The flurry of cost-cutting leaves Vanguard with an average expense ratio at 0.16%. Through year-end 2007, Lipper data showed an average ETF in the U.S. with an expense ratio of 0.53%.

"As ETFs grow in size, they generally become more efficient to run," said Vanguard in a statement.

As a shareholder-owned company, Vanguard says its "policy has always been to pass the savings from those efficiencies through to investors. The new expense ratios reflect the lower costs of managing these products."

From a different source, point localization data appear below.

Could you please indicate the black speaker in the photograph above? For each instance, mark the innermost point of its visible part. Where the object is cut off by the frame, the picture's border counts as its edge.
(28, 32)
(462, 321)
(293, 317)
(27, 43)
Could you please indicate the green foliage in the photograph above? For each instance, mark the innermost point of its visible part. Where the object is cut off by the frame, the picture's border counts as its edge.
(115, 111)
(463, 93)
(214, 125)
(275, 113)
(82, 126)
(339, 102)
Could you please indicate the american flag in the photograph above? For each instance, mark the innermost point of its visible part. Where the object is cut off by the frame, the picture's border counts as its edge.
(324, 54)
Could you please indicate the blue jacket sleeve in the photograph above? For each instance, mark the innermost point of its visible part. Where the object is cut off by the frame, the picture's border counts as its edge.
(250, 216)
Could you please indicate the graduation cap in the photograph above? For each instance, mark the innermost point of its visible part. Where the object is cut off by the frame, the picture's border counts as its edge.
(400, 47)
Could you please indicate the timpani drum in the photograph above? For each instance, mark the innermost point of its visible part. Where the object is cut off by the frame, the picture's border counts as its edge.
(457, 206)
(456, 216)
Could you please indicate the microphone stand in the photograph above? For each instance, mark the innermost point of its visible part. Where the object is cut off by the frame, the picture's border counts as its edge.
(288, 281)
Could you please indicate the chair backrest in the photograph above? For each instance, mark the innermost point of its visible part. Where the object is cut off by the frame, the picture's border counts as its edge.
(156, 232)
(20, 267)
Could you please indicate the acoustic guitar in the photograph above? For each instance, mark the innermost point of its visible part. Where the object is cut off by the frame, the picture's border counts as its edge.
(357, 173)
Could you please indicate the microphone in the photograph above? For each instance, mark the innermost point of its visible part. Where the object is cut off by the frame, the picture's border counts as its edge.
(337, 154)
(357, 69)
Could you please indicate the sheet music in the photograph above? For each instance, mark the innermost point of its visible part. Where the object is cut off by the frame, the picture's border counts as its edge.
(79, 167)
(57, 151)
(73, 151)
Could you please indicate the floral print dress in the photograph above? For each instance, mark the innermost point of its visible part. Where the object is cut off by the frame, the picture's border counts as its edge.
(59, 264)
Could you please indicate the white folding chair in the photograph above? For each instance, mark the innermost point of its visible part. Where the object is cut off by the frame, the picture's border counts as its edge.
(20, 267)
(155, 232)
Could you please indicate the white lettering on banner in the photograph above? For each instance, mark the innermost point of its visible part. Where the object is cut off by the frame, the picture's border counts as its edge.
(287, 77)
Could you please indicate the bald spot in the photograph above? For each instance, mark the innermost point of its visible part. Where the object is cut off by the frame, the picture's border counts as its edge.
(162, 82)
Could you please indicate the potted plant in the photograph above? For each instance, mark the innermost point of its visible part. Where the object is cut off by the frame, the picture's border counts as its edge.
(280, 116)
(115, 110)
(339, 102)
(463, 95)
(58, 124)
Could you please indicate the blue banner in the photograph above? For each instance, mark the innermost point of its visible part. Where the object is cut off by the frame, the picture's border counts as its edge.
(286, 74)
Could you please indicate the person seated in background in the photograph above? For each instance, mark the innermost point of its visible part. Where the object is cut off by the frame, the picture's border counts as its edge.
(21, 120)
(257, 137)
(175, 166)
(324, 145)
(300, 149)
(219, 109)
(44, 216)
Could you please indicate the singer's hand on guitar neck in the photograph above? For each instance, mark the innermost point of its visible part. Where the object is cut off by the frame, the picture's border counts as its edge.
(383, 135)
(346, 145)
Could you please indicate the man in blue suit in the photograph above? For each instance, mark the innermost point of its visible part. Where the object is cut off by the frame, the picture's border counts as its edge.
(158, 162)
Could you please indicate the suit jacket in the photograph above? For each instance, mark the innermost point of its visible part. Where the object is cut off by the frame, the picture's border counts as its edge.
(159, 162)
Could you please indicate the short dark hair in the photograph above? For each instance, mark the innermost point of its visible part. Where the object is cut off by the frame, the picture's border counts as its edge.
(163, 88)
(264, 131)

Of the 16 large-cap value ETFs in IU's database, VTV remains the clear low-cost leader. In fact, the closest competitor in terms of expense ratios is Vanguard's Mega Cap 300 Value ETF (AMEX: MGK) at 0.13%. The next closest are the iShares S&P 500 Value (NYSE: IVE) at 0.18% and the iShares Russell 1000 Value (NYSE: IWD) at 0.20%.

In large-cap growth, VUG's 0.10% also faces another Vanguard fund as its closest rival. That's the Mega Cap 300 Growth ETF (AMEX: MGV) at 0.13%. The next lowest in expenses among the 13 listed are iShares S&P 500 Growth (NYSE: IVW) at 0.18% and iShares Russell 1000 Growth (NYSE: IWF) at 0.20%.

A similar cost trend shows up in small-cap ETFs. For example, Vanguard's VBR leads among 10 small-cap value funds with its nearest rivals both at 0.25% expense ratios. But the expense ratio difference widens considerably from that point.

The closest to VBR are iShares S&P 600 Small Value (NYSE: IJS) and iShares Russell 2000 Value (NYSE: IWN), both at 0.25%. But the rest of the field is spread out between the upper-30 basis points level through the mid-60s. The lone exception is the SPDR Dow Jones Wilshire Small Value ETF (AMEX: DSV) at 0.26%.

In October 2007, Vanguard reduced expenses at 10 sector- and foreign-focused ETFs. Those were:

  • Consumer Discretionary ETF (AMEX: VCR), to 0.22%.
  • Consumer Staples ETF (AMEX: VDC), to 0.22%.
  • Energy ETF (AMEX: VDE), to 0.22%.
  • Financials ETF (AMEX: VFH), to 0.22%.
  • Health Care ETF (AMEX: VHT), to 0.22%.
  • Industrials ETF (AMEX: VIS), to 0.22%.
  • Information Technology ETF (AMEX: VGT), to 0.22%.
  • Materials ETF (AMEX: VAW), to 0.22%.
  • Telecommunication Services ETF (AMEX: VOX), to 0.23%.
  • Utilities ETF (AMEX: VPU), to 0.22%.

In late November 2007, expense ratios at three Vanguard international ETFs were reduced. Those were:

  • Emerging Markets ETF (AMEX: VWO), from 0.30% to 0.25%.
  • European ETF (AMEX: VGK), from 0.18% to 0.12%.
  • Pacific ETF (AMEX: VPL), from 0.18% to 0.12%.